NASA this week rolled out the first real steps toward a Moon Base by naming three unmanned “Moon Base” missions and handing out the initial commercial contracts that will try to get gear on the lunar south pole before the end of 2026. The announcement is big on ambition: Moon Base I, II and III are meant to scout, test and carry the tech that will let humans return to the moon under the Artemis program. It sounds exciting. It also sounds expensive and awfully fast.

NASA’s new moon missions: Moon Base I, II and III

At a briefing, NASA Administrator Jared Isaacman made it clear these flights are Phase 1 — not a finished lunar resort with a gift shop. Moon Base I will use Blue Origin’s Blue Moon Mark 1 lander to drop science payloads near the Shackleton Connecting Ridge. Moon Base II will fly on Astrobotic’s Griffin lander and deliver a heavy cargo load plus a rover called FLIP to test mobility and the Lunar Terrain Vehicle concept. Moon Base III is pitched as a science flight. All three are slated for 2026 as robotic precursors to crewed Artemis missions.

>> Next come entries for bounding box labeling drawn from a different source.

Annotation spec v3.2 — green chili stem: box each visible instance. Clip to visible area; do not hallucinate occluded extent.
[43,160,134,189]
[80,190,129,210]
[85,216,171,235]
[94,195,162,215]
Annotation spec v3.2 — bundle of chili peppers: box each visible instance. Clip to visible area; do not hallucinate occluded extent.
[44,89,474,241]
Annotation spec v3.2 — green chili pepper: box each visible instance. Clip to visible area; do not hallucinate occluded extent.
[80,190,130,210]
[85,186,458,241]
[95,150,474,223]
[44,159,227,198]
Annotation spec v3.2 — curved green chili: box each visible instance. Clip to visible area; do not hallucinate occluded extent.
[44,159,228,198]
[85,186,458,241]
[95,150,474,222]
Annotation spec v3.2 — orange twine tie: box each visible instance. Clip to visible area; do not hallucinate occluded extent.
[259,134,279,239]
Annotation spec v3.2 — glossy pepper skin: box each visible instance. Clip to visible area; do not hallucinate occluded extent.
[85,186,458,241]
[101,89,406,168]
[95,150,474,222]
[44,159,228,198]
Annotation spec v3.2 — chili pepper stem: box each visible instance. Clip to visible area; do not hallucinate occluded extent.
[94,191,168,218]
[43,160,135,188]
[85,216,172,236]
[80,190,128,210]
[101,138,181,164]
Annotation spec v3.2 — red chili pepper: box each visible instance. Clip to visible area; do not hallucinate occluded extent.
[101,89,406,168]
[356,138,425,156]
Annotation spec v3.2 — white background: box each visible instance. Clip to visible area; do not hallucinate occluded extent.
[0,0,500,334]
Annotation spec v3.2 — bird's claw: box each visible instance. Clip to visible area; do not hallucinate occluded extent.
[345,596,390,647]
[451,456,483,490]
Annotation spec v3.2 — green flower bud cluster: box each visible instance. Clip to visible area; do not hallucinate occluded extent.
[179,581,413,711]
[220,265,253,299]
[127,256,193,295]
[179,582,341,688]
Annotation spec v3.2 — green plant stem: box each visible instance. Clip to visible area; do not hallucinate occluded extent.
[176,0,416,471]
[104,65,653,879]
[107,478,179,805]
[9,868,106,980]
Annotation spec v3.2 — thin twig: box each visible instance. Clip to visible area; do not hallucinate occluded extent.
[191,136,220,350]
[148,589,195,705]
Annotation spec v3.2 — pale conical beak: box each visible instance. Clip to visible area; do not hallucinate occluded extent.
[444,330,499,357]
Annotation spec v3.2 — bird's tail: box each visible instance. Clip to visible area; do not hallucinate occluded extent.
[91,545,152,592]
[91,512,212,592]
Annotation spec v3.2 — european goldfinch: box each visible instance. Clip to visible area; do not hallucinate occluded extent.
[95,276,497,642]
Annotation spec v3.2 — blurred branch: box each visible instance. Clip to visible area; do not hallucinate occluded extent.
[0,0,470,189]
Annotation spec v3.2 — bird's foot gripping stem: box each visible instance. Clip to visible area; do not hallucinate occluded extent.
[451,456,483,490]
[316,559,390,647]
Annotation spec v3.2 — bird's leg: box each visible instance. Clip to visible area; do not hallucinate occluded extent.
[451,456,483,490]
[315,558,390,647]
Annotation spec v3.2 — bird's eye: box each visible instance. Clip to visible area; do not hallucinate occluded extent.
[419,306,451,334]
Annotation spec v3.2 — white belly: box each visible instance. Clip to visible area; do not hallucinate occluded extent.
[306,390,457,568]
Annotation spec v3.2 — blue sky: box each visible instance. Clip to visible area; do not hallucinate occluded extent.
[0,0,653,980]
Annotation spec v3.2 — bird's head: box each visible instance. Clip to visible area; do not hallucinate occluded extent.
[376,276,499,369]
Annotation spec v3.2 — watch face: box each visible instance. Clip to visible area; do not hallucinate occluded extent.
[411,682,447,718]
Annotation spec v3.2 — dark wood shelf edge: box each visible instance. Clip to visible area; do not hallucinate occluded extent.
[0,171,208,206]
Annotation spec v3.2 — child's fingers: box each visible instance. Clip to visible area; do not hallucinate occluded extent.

Who’s getting the work and how much it costs

NASA put real money on the table and picked commercial partners. Blue Origin, Astrobotic, Astrolab and others won awards that, combined with options, push the initial spending into the hundreds of millions — nearly $1 billion across this first tranche by many counts. That’s taxpayers’ dollars going to a mix of established firms and smaller space startups to build landers, rovers and delivery services. Private industry should be rewarded for taking risks, but when the bill runs into the high hundreds of millions, oversight should not be optional or rhetorical.

Why taxpayers should pay attention

This program mixes two things conservatives should like — private contractors and bold goals — with two things that should make everyone nervous: aggressive schedules and big price tags. Commercial firms have missed dates before. Integrations slip. Launch slots change. NASA says “no glass-dome moon base yet,” which is the right humility. But saying it and proving it are different. The briefing also thanked President Donald J. Trump and Congress for support, which means political pressure and budget fights are coming. If the White House and lawmakers are spending big, they owe citizens regular, clear checkpoints — not glossy press releases.

Don’t buy the glass-dome ticket yet

Congratulations to the companies that won contracts. Now let them earn the milestones. Watch the engineering reviews, not just the photo ops. Insist on clear metrics: weight delivered, landing accuracy, rover distance and system survivability in lunar night conditions. If these missions succeed, they will pay off in knowledge and jobs. If they don’t, the lessons should include accountability. NASA’s Moon Base push could be a smart public‑private model — or an expensive exercise in hope. Either way, taxpayers deserve a straight scorecard as 2026 approaches.